0

I have long text lines and want to read text between two words. It is a big text file in a standard format as follows:

First Paragraph
(Empty line)
Random lines are in this file with different words. Some
random lines are in this file with some different words. Some words here
random lines are in this file with various different words. Many words
random lines are in this file with plenty of different words
(Empty line)    
Second Paragraph
(Empty line)

I am looking for text between Fist Paragraph and Second Paragraph. I have tried couple of approaches using spacy but unable to get what I want.

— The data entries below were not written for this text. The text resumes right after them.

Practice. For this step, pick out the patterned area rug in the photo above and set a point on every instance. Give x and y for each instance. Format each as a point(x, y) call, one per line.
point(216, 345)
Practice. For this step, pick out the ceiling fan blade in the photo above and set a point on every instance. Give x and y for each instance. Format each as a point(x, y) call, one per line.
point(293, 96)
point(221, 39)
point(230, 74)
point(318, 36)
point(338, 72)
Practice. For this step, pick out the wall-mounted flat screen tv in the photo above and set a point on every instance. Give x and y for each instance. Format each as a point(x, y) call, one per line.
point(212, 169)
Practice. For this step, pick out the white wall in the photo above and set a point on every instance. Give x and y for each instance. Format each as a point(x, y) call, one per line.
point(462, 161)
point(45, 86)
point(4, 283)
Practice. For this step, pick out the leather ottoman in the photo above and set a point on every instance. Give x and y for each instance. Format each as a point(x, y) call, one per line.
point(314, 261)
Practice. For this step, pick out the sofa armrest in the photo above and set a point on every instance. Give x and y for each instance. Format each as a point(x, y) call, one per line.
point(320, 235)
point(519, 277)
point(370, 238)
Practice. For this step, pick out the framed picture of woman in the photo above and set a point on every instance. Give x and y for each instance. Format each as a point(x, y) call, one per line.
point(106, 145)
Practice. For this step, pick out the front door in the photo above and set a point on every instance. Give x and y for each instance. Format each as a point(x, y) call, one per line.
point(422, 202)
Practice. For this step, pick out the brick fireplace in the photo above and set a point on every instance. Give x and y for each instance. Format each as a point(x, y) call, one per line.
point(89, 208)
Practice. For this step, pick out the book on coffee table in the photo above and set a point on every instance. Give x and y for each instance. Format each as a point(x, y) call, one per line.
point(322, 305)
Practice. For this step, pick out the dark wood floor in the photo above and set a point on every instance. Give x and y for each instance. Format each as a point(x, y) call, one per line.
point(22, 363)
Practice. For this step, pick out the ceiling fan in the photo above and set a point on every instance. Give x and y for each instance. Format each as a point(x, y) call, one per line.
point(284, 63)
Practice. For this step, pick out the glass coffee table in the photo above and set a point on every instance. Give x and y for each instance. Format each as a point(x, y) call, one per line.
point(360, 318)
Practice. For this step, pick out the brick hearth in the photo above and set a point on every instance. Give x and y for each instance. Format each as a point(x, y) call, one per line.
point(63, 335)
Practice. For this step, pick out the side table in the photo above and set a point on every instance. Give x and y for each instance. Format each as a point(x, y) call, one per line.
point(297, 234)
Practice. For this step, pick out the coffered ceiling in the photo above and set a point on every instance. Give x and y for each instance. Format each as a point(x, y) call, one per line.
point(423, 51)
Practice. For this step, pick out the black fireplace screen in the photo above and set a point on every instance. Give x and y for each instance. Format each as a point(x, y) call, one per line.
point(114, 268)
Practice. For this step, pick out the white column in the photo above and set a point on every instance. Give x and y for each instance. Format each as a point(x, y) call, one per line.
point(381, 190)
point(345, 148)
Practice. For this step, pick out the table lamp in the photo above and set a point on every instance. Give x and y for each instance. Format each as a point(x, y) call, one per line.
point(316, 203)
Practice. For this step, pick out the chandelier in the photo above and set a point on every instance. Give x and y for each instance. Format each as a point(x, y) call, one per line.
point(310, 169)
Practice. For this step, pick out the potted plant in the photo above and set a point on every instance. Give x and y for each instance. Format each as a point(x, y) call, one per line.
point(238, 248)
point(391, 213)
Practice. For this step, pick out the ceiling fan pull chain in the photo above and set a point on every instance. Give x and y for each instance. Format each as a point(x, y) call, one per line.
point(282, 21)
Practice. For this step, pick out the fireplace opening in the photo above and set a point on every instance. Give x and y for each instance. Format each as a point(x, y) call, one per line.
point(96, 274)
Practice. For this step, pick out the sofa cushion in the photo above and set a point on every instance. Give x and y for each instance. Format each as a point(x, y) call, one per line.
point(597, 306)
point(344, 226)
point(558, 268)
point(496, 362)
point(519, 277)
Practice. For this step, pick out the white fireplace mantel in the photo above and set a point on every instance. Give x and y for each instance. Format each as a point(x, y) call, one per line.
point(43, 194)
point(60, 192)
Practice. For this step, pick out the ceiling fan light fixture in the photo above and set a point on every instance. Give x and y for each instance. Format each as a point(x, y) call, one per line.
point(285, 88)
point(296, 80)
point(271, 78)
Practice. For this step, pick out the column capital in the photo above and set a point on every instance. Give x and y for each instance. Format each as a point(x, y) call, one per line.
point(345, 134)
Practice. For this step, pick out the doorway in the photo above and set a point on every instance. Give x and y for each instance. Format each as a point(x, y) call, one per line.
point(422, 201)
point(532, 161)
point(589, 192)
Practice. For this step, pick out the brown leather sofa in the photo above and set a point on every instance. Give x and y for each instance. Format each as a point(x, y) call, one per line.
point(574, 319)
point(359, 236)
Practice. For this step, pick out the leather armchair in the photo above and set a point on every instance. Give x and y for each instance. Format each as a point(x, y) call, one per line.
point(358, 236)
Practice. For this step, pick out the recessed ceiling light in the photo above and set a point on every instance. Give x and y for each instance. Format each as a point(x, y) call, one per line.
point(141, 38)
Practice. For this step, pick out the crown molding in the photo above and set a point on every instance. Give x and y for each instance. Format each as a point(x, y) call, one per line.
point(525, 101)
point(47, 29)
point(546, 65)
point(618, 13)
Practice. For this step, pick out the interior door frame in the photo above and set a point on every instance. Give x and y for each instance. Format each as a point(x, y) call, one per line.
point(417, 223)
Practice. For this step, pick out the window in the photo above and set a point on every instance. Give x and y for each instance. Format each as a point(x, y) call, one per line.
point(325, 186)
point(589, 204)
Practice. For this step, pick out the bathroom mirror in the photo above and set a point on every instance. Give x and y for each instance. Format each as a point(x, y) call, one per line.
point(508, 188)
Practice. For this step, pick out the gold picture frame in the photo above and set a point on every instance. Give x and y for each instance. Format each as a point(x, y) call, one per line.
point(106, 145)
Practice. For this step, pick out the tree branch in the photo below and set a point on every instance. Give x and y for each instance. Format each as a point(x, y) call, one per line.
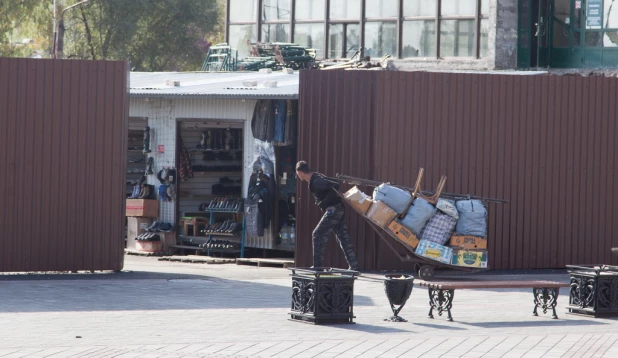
point(88, 34)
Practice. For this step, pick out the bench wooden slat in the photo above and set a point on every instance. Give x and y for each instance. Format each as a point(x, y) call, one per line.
point(454, 285)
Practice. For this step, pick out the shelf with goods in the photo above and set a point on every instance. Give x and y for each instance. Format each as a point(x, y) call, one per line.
point(136, 159)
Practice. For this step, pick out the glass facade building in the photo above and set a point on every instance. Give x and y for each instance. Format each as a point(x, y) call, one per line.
point(340, 28)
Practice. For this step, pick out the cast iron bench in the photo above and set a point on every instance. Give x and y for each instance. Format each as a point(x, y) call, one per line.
point(441, 294)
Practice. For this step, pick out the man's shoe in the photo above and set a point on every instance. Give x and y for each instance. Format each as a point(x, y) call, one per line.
point(152, 226)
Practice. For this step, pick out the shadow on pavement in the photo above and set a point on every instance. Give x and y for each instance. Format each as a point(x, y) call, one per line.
point(141, 291)
point(369, 328)
point(534, 323)
point(105, 275)
point(436, 326)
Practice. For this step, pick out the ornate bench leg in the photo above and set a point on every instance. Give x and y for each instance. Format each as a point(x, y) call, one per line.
point(441, 300)
point(545, 298)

#Approach 1:  This approach doesn't return anything

import spacy
from spacy.matcher import Matcher

nlp = spacy.load("en_core_web_sm")
matcher = Matcher(nlp.vocab)

pattern = [{'LOWER': 'first'}, {'LOWER': 'second'}]

matcher.add("FindParagrpah", None, pattern)

doc = nlp(random_text_from_file_in_String_format)

matches = matcher(doc)
for match_id, start, end in matches:
  string_id = nlp.vocab.strings[match_id]  # Get string representation
  span = doc[start:end]  # The matched span
  print(match_id, string_id, start, end, span.text)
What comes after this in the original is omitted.